Musim panas yang identik dengan musim paceklik sedang melanda kota Madinah. Angin musim itu juga membawa hawa panas, menyengat kulit. Debu-debu beterbangan mengotori atap-atap rumah.
Bagi penduduk Madinah, pada musim panas biasanya mereka lebih memilih
untuk istirahat di rumah atau tinggal di kebun mereka sambil memetik kurma yang
memang lagi ranum-ranumnya. Karena pohon kurma berbuah di musim panas.
Tahun itu bertepatan dengan tahun kesembilan Hijrah, satu bulan menjelang Ramadhan. Perkembangan politik Islam di Madinah sangat luar biasa karena dampak dari
pengiriman surat-surat Rasulullah shallallahu ‘alaihi wasallam kepada kerajaan di jazirah Arab
yang
menambah panas keadaan. Di saat
kondisi demikian, Rasulullah shallallahu ‘alaihi wasallam mengabarkan kepada para sahabat tentang
tujuan dan rencana untuk melaksanakan peperangan di daerah Tabuk, sebuah daerah
yang sangat jauh bagi bangsa Arab pada saat itu.

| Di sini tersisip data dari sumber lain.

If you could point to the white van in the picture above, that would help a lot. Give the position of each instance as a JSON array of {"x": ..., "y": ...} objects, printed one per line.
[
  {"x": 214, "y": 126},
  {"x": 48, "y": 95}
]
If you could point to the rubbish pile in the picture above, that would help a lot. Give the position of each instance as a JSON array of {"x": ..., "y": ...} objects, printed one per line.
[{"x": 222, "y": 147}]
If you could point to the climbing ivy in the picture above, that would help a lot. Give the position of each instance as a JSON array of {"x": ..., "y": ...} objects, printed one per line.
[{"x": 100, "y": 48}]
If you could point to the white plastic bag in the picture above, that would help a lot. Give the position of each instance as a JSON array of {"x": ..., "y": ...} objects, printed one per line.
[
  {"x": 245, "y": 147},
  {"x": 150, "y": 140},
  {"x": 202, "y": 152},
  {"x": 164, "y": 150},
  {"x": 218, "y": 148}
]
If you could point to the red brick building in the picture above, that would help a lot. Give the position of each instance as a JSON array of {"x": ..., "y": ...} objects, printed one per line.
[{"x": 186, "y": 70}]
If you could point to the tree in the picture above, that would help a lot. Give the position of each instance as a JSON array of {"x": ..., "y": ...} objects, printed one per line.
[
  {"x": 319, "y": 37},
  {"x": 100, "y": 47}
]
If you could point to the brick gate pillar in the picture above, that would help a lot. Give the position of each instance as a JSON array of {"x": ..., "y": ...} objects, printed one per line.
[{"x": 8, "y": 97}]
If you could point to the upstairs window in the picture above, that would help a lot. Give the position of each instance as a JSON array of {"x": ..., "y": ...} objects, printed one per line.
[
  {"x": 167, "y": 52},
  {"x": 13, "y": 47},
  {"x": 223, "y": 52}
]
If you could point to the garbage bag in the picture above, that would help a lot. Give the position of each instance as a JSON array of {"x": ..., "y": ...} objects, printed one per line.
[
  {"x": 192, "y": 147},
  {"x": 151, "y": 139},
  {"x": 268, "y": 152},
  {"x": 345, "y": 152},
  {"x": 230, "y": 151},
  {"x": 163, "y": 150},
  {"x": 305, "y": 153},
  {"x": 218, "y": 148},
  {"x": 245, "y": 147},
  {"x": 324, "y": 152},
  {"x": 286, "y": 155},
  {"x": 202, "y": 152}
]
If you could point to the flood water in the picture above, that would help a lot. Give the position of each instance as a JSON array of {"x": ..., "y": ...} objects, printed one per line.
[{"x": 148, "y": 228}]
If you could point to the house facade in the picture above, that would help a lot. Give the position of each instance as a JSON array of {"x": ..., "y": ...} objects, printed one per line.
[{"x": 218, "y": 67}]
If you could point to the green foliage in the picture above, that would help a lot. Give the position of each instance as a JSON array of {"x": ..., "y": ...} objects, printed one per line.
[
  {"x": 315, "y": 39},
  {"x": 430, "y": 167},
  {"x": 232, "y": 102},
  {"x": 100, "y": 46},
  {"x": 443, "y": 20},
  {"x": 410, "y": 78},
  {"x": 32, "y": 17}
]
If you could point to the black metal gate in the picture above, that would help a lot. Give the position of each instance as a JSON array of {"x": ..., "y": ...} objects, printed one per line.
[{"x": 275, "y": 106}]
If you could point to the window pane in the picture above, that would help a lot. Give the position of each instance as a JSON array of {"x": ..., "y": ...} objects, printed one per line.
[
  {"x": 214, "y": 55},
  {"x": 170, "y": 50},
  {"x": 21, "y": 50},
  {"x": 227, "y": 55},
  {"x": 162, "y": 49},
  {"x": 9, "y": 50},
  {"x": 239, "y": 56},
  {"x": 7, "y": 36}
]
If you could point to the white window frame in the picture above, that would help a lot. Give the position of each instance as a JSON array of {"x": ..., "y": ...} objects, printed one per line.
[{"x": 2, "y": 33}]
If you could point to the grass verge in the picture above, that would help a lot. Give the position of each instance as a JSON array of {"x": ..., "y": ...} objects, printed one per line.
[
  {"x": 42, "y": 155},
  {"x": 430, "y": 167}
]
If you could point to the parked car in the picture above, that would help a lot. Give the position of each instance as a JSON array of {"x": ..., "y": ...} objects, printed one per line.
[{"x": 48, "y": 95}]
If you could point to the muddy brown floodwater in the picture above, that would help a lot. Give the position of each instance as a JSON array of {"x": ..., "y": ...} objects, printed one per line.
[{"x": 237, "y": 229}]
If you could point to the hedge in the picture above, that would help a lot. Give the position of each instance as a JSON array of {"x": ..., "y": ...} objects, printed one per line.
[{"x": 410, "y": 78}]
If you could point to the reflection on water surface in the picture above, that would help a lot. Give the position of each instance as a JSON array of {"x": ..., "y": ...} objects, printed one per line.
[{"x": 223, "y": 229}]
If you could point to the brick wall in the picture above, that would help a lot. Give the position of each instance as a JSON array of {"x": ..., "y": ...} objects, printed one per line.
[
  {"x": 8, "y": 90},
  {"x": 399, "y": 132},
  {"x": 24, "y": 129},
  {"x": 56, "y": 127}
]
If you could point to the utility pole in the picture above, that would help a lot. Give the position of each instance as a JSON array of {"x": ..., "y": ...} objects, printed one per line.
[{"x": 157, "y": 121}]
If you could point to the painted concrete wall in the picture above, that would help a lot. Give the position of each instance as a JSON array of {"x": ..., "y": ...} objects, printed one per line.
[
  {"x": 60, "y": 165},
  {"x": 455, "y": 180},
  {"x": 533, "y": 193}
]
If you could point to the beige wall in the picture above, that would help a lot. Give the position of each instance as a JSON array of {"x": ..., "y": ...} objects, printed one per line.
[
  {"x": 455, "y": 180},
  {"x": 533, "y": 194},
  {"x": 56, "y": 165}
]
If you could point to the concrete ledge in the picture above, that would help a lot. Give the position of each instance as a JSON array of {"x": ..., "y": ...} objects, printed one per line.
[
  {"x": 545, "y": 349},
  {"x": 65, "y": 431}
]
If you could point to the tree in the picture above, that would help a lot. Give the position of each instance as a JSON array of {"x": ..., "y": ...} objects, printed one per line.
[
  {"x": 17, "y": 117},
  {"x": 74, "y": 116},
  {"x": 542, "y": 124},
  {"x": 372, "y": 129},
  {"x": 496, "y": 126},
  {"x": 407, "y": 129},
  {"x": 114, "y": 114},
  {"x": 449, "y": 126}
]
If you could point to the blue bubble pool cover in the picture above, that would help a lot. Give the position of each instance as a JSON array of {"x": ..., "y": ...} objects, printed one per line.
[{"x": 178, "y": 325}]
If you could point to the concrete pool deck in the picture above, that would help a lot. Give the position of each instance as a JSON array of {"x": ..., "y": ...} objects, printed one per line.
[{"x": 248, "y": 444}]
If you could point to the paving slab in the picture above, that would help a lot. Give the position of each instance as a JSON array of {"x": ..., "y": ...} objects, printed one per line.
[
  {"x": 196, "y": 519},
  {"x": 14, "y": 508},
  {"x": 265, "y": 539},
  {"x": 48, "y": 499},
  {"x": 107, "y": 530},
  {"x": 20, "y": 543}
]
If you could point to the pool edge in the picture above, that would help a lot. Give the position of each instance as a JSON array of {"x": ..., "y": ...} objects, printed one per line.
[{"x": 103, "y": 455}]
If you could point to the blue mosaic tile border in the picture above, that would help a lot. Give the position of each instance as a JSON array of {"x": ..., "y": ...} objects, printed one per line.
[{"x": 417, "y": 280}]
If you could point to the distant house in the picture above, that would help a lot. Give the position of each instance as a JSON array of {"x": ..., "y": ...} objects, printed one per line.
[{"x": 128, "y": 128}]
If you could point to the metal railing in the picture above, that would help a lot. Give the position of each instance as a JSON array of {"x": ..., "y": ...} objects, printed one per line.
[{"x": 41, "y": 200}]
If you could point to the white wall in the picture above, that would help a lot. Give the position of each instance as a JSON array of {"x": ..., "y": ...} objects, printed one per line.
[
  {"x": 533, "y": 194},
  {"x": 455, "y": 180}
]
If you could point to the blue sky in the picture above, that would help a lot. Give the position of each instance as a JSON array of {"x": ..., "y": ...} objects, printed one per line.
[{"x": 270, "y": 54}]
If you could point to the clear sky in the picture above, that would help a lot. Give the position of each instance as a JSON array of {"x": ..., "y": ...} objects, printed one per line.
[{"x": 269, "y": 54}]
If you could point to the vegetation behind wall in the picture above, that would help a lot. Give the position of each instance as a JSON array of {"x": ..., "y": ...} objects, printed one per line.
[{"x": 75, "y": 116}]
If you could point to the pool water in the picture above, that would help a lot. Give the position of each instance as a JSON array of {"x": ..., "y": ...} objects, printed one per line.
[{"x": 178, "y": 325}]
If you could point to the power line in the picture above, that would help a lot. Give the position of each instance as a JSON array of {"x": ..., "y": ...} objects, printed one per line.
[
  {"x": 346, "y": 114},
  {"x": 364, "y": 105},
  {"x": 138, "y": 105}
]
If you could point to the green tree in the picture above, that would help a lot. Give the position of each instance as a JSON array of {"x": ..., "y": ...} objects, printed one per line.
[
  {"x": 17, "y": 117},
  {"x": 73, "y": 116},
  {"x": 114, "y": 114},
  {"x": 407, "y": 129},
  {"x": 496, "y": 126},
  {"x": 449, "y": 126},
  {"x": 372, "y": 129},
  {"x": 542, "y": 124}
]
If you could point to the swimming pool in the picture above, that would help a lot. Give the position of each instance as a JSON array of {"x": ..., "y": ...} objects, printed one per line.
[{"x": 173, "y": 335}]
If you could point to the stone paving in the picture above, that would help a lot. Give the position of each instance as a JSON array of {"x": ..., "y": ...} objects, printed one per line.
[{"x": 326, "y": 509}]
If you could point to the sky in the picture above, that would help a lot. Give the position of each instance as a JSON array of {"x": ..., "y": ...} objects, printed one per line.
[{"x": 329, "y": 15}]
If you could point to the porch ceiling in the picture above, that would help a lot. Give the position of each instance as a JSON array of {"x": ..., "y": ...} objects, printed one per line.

Mendengar adanya seruan jihad ini, maka kaum muslimin berbondong-bondong datang memenuhi kota Madinah dari
seluruh pelosok negeri. Bagaimana pula mereka tidak berjihad di jalan Allah
sedangkan gerbang surga yang seluas langit dan bumi akan
dibukakan untuknya? Rasulullah mengajak para dermawan untuk
menginfakkan harta mereka guna bekal bagi pasukan yang akan berangkat menuju
medan perang. Peristiwa ini dikenal dengan Jaisyul ‘Usrah.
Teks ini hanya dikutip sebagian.